The case is also getting more urgent. Employers expect skills to keep changing through the end of the decade. For example, the World Economic Forum reports that employers expect 39% of key skills will change by 2030. Also, a Gartner survey of business leaders found that 85% expect a surge in skills development needs tied to AI and digital trends.

Continuing Education Protects Competitiveness

“Competitive” can sound abstract. In practice, it is speed, accuracy, and consistency. Teams that learn continuously adapt faster to new systems, new compliance demands, and new customer needs. They also make fewer costly mistakes when processes change.

Upskilling employees is one of the simplest ways to reduce risk during transitions. When an organization rolls out a new platform or shifts service models, training helps protect quality. It also allows managers to avoid overreliance on a few experts who become bottlenecks.

This matters because the market does not wait for internal alignment. When skills evolve, a company can either hire for every new capability or grow that capability from within. Hiring alone is expensive and uncertain. Development builds capacity on a timeline the organization can control. That is why many talent leaders treat the benefits of employee continuing education as a core business strategy, not an HR perk.

Development Strengthens Retention and Internal Mobility

Employee turnover is not just a recruiting problem. It can result in lost momentum on projects and a loss of knowledge walking out the door. Continuing education can be a retention tool because it signals a future inside the organization.

Research and industry reporting consistently connect learning to engagement and intent to stay. The Society for Human Resource Management has reported findings where large majorities of HR managers say training supports retention and recruitment. LinkedIn’s 2025 Workplace Learning Report emphasizes that upskilling and career growth support engagement and make employees more likely to stay.
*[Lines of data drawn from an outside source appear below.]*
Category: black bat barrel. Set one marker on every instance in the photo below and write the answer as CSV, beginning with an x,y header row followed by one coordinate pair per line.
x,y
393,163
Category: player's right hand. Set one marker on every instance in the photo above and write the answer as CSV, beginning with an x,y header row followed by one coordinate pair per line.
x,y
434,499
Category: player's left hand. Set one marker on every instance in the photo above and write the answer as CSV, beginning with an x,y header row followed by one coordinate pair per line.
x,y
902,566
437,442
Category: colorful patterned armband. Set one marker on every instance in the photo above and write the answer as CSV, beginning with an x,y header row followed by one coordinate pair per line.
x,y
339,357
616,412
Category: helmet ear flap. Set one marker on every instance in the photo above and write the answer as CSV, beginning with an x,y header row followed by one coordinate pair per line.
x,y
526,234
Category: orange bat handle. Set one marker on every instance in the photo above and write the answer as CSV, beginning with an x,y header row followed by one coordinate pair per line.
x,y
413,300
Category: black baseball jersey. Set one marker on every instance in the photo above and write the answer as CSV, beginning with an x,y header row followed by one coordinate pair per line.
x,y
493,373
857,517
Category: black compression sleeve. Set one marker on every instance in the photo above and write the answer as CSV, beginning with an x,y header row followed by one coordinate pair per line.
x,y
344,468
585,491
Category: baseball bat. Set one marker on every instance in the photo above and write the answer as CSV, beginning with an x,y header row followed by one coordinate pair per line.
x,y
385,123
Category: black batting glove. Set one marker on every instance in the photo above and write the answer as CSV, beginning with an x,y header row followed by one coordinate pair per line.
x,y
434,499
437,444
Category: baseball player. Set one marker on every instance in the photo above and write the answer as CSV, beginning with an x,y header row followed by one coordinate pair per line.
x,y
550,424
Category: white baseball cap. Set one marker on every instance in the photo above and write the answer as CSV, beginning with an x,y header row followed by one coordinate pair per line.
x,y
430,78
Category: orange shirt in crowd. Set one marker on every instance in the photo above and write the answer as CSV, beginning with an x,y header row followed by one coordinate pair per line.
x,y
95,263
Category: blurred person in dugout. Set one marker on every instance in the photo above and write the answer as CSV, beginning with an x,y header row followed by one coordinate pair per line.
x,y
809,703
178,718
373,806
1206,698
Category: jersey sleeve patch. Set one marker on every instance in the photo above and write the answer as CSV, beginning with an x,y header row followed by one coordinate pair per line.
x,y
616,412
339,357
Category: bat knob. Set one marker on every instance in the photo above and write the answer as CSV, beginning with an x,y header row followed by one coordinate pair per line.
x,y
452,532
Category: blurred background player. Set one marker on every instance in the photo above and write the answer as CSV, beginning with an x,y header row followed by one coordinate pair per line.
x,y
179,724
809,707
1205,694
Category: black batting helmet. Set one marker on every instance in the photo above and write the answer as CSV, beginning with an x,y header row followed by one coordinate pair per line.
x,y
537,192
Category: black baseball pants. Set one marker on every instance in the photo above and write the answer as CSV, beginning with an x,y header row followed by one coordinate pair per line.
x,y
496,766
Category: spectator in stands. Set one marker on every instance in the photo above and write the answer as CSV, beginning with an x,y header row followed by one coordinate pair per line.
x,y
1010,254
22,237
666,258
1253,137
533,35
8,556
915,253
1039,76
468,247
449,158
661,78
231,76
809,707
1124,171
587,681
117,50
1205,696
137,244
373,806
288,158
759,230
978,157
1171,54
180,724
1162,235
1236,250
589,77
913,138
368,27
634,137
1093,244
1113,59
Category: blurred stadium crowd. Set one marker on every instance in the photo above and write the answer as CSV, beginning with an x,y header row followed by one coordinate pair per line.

Internal mobility is part of that story. When employees can see a path from role to role, learning becomes the bridge. Companies that upskill their employees can fill openings faster, reduce onboarding costs, and maintain a steady culture. That also helps managers plan succession with greater confidence, especially in roles that demand both technical and interpersonal skills.
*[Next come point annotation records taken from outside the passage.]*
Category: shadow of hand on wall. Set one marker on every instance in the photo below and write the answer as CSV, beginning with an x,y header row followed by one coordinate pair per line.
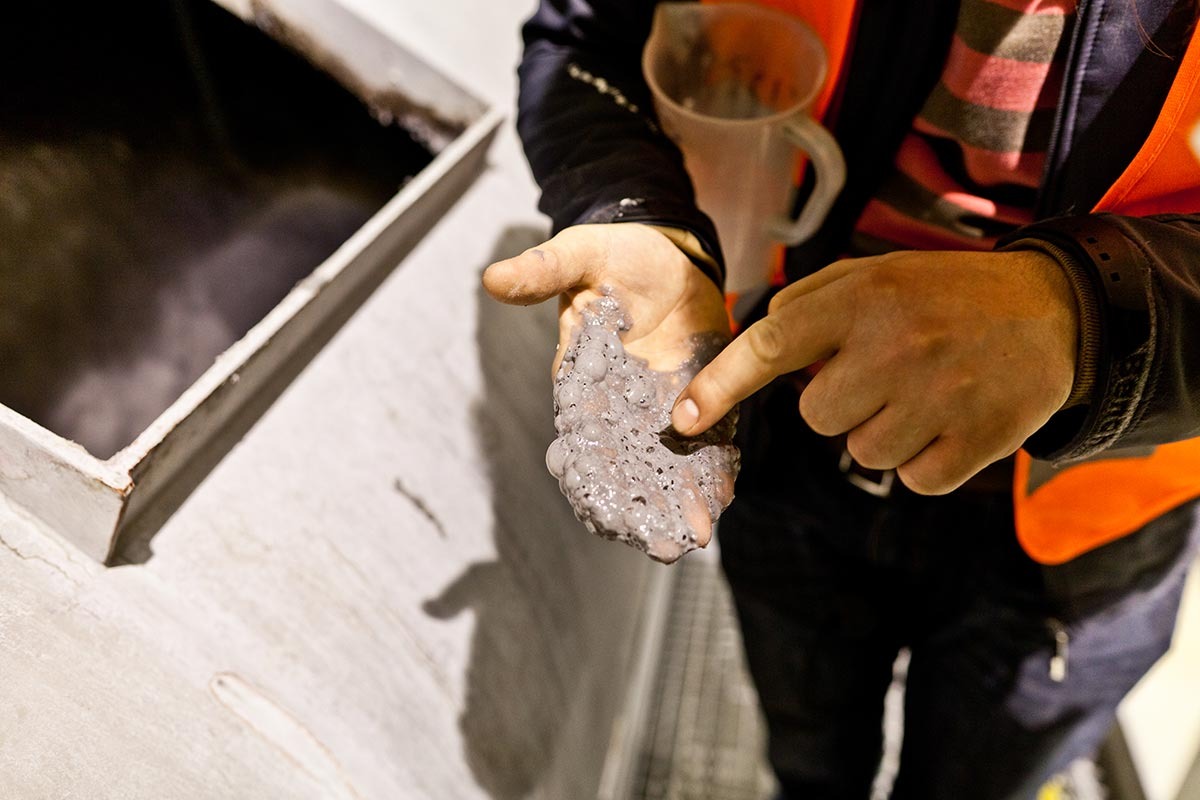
x,y
527,650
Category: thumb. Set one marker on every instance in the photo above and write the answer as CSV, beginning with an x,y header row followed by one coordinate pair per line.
x,y
547,270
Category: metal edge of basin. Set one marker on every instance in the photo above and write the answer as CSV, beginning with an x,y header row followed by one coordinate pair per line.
x,y
93,503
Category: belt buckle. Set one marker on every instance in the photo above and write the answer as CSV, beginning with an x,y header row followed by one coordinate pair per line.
x,y
861,477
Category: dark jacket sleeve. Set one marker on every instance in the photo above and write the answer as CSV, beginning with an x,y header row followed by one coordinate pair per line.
x,y
1144,272
588,126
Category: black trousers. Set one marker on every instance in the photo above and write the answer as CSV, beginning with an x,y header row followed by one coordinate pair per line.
x,y
829,582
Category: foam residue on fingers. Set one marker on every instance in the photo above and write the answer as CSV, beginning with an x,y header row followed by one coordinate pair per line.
x,y
628,475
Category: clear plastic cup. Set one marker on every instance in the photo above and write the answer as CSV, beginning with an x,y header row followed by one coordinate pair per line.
x,y
733,85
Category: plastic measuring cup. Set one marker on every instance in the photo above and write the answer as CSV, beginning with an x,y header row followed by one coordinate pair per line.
x,y
732,85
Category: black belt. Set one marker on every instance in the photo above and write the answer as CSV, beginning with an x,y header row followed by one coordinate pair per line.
x,y
994,479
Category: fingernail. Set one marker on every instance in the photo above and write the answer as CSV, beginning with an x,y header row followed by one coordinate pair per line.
x,y
685,415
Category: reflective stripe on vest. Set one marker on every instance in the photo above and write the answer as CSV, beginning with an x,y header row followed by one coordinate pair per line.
x,y
1065,512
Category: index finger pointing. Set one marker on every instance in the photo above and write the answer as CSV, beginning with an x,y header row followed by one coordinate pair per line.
x,y
787,340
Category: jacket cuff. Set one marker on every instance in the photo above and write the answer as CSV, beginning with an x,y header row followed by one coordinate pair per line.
x,y
1087,304
687,228
1107,266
Build a Continuing Education Plan That Delivers ROI

Continuing education works best when it is mapped to real business needs. It should also be easy for employees to use without stepping away from work for long stretches. Many organizations use a mix of short programs and deeper credentials.

A practical approach often includes:

  • Identifying priority skills tied to strategy, new tech, and customer demands.
  • Aligning learning options to job families, not job titles.
  • Creating manager-supported time for learning and application.
  • Tracking outcomes like time-to-productivity, internal fills, and quality metrics.
  • Recognizing progress with credentials that employees can share and use.

Investment levels across the market also show that many employers are prioritizing learning. ATD reported average spending per employee on workplace learning in 2023 and has continued tracking learning costs and benchmarks in its annual reporting. The point is not to match another firm’s budget. It is to treat learning like any other operating lever. Fund it, measure it, and improve it.

How St. Catherine University Helps Employers Upskill Talent From Within

St. Catherine University’s corporate partner programs help organizations build a more qualified and productive team. For employers who want a structured way to upskill employees, St. Kate’s partnership offerings include multiple formats that can fit different roles and schedules.

Options include professional certificates built around developmental areas such as data-driven teams, emerging leaders, healthcare leadership, and nurse leadership. Employers can also choose standalone course offerings focused on specific skills, such as leadership fundamentals, leading change, and interprofessional communication.

St. Catherine University also offers micro-credentials and workshops, industry-recognized certifications, webinars, and customized training. It includes digital badging that allows employees to document new skills in a portable way. For employers, that creates a clear value proposition: build capability faster, support retention, and grow leaders from within using a university partner built for workforce development.